İmam Sadık’a (a.s) kirli havayı teneffüs etme ve böyle bir ortamda yaşama hakkında soru sorulmuştur. İmam bu sorunun cevabında şöyle buyurmuştur: “Yenmesi insan bedenine zararlı olan her şeyin yenmesi, zorunlu durumlar dışında haramdır.”[8]

2) Çöpleri temizlemek: Çevre sağlığını korumanın gerekli olduğu, günümüz toplumlarının çok önemli ve temel konularından biridir. Eğer çevre koruma zorunluluğu yaygın olmazsa ve vatandaşlar tarafından da fazla önemsenmezse ve bu yüzden herkes istediği gibi çevreyi kirletir veya çöpler sağlıklı bir şekilde toplanmazsa, insan sağlığı büyük bir tehlikeye düşer.

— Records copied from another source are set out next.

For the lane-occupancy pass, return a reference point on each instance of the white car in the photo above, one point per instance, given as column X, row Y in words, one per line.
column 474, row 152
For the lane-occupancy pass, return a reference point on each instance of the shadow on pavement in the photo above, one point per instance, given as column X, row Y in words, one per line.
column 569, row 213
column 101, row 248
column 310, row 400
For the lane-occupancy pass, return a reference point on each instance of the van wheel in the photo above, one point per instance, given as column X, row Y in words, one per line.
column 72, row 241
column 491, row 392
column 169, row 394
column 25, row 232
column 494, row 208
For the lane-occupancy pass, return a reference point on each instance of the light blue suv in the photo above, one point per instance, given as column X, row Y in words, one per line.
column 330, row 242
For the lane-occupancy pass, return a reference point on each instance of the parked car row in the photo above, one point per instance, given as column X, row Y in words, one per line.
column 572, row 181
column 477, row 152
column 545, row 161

Çöpler çeşitli mikropların ve haşerelerin oluşma ortamı ve birçok hastalığın kaynağıdır. Bu yüzden Peygamber (s.a.a) şöyle buyurmuştur: “Geceleyin evlerinizde çöp bulundurmayın ve onları gündüz evlerinizden dışarı çıkartınız; çünkü çöp şeytanın yeridir.”[9]

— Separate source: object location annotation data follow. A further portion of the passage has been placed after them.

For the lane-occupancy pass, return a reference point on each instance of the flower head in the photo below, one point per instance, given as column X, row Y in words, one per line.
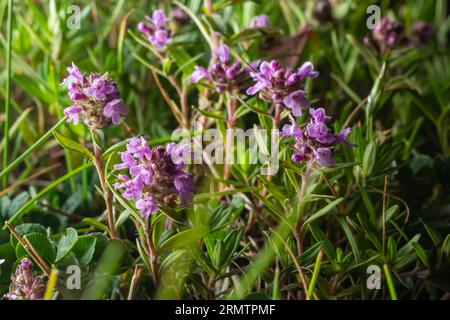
column 225, row 75
column 261, row 21
column 155, row 176
column 282, row 86
column 25, row 285
column 156, row 31
column 315, row 143
column 96, row 99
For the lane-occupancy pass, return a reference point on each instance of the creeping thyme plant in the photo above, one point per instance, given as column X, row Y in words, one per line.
column 224, row 150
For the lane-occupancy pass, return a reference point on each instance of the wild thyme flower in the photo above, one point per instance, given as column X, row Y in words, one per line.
column 96, row 99
column 25, row 285
column 261, row 21
column 225, row 75
column 156, row 31
column 180, row 16
column 281, row 86
column 155, row 176
column 315, row 143
column 422, row 31
column 387, row 34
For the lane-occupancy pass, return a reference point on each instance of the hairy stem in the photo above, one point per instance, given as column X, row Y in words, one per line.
column 98, row 162
column 231, row 110
column 153, row 253
column 301, row 209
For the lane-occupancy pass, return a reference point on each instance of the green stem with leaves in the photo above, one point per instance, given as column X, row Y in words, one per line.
column 98, row 162
column 301, row 208
column 7, row 94
column 153, row 253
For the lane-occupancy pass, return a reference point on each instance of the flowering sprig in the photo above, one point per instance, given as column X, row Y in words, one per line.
column 156, row 31
column 96, row 99
column 386, row 35
column 315, row 143
column 155, row 176
column 25, row 285
column 225, row 75
column 282, row 87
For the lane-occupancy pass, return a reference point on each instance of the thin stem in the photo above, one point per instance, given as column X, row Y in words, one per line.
column 7, row 93
column 98, row 162
column 301, row 208
column 183, row 100
column 37, row 144
column 390, row 282
column 153, row 253
column 135, row 282
column 32, row 252
column 231, row 110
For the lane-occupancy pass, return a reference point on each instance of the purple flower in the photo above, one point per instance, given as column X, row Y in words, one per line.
column 224, row 74
column 199, row 74
column 73, row 114
column 296, row 101
column 156, row 32
column 423, row 31
column 155, row 176
column 315, row 143
column 223, row 53
column 25, row 285
column 96, row 99
column 261, row 21
column 307, row 71
column 160, row 38
column 281, row 86
column 114, row 109
column 147, row 206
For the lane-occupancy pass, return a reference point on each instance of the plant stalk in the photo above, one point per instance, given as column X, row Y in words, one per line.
column 153, row 253
column 301, row 208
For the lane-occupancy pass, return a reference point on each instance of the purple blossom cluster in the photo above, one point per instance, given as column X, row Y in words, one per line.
column 281, row 86
column 261, row 21
column 315, row 143
column 156, row 31
column 225, row 75
column 155, row 176
column 387, row 34
column 25, row 285
column 96, row 99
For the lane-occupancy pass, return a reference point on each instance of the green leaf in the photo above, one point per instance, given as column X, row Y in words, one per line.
column 72, row 145
column 351, row 239
column 96, row 224
column 42, row 245
column 66, row 243
column 421, row 253
column 17, row 203
column 25, row 229
column 322, row 211
column 185, row 237
column 84, row 249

Peygamber (s.a.a) şöyle buyurmaktadır: “Kapınızın önündeki toz ve toprakları (çöpleri) süpürün yoksa şeytanların yuvası olur.”[10] Burada zikredilen şeytandan maksadın, zararlı haşerelerin oluşma yeri ve kirlilik ve çeşitli hastalıkların yayılması ve bulaşması olduğu açıktır.

Peygamber (s.a.a) ve Masum İmamların (a.s.) hayatlarında, onların paklığa ve temizliğe ne kadar da çok önem verdikleri ve takipçilerine de bu yönde tavsiyelerde bulundukları görülmektedir.

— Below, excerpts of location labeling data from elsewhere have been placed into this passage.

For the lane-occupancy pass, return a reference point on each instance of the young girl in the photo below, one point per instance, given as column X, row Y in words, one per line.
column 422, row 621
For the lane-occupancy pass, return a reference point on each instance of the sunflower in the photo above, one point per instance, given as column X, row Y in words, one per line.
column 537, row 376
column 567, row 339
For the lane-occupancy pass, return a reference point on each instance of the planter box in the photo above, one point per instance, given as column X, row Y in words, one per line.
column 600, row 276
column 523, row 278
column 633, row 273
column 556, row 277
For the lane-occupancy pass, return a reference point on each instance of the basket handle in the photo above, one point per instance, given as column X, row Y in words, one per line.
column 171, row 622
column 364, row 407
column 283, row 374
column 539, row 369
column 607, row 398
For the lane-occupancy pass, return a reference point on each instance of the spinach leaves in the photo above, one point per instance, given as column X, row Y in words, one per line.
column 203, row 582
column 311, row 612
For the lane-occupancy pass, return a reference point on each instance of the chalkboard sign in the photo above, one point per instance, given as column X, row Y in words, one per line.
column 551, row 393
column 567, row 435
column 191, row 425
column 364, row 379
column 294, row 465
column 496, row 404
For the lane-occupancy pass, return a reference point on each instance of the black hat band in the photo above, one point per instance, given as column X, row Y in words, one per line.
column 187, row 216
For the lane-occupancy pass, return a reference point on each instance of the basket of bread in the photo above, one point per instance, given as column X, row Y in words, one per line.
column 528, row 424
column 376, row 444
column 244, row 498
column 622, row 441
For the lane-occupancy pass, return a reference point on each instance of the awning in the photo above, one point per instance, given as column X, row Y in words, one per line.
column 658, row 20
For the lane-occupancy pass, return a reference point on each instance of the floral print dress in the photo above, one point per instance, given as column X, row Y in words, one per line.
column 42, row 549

Peygamber (s.a.a) şöyle buyurmaktadır: “Allah-u Teâlâ paktır ve pak olan kimseyi de sevmektedir, temizdir ve temizliği de sevmektedir.”[11]

İnsan dışkısından uzak durmak, ona necis denmesi ve onun bulaştığı şeyleri yıkama ve pak etmenin farz olması, İslâm dininin insanlığa bir hizmetidir ve bu sayede de çevrenin pisliklerden temiz olması sağlanmaktadır. Günümüzde dışkı, veba ve bağırsak hastalıkları gibi birçok mikrobik hastalıkların kaynağı olarak bilinmektedir.[12]

Bu yüzden İmam Ali (a.s) şöyle buyurmaktadır: “Peygamber (s.a.a) temiz ve güzel akarsu kenarlarına ve meyve ağaçlarının altına dışkı ihtiyacını gidermeyi yasaklamıştır.”[13]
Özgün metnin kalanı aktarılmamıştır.